Personal information
- Nationality: Austrian
- Born: 9 March 1997 (age 29) Mödling, Austria

Sport
- Sport: Para swimming
- Disability class: S4, SM4, SB3

Medal record
Men's para swimming
Representing Austria
World Championships
| Silver medal – second place | 2022 Madeira | 150 m ind. medley SM4 |
European Championships
| Gold medal – first place | 2026 Kocaeli | 50 m breaststroke SB3 |
| Gold medal – first place | 2026 Kocaeli | 50 m freestyle S4 |
| Gold medal – first place | 2026 Kocaeli | 100 m freestyle S4 |
| Bronze medal – third place | 2020 Funchal | 50 m breaststroke SB3 |
| Bronze medal – third place | 2024 Funchal | 150 m ind. medley SM4 |
| Bronze medal – third place | 2026 Kocaeli | 50 m backstroke S4 |

= Andreas Ernhofer =

Austrian Paralympic swimmer (born 1997)

Andreas Ernhofer (born 9 March 1997) is an Austrian Paralympic swimmer. He represented Austria at the 2020 and 2024 Summer Paralympics.

==Career==
Ernhofer represented Austria at the 2020 Summer Paralympics. He again represented Austria at the 2024 Summer Paralympics. He originally planned to make six starts at the Paralympics, however, he only competed in three disciplines due to illness.

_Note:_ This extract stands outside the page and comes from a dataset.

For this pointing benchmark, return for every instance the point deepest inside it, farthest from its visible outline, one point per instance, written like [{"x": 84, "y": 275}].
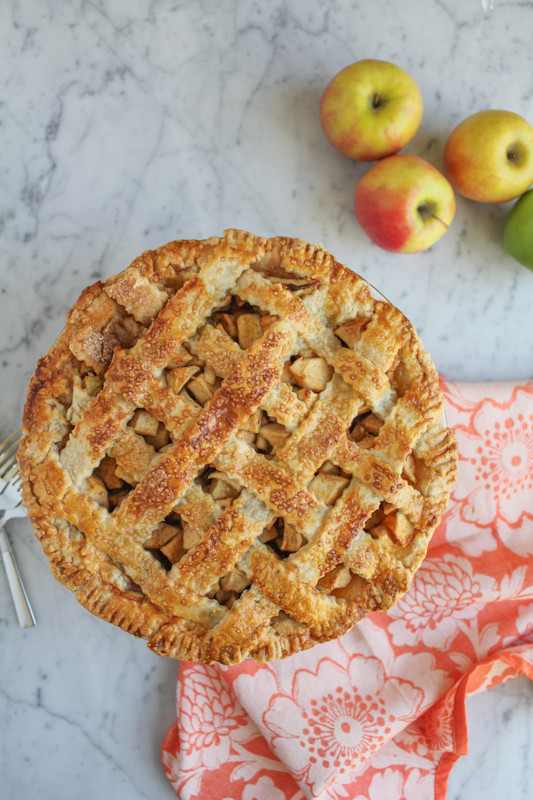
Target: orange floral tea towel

In June 2022, he competed at the 2022 World Para Swimming Championships and won a silver medal in the 150 metre individual medley SM4 event.

In September 2026, he competed at the 2026 World Para Swimming European Championships and won a gold medal in the 50 metre breaststroke SB3 event.

==Personal life==
On 16 August 2014, Ernhofer was involved in a swimming accident at Lake Steinbrunn and broke three vertebrae in his neck while diving. As a result, he became a paraplegic.

He volunteers as the deputy administrator for public relations for his local fire department.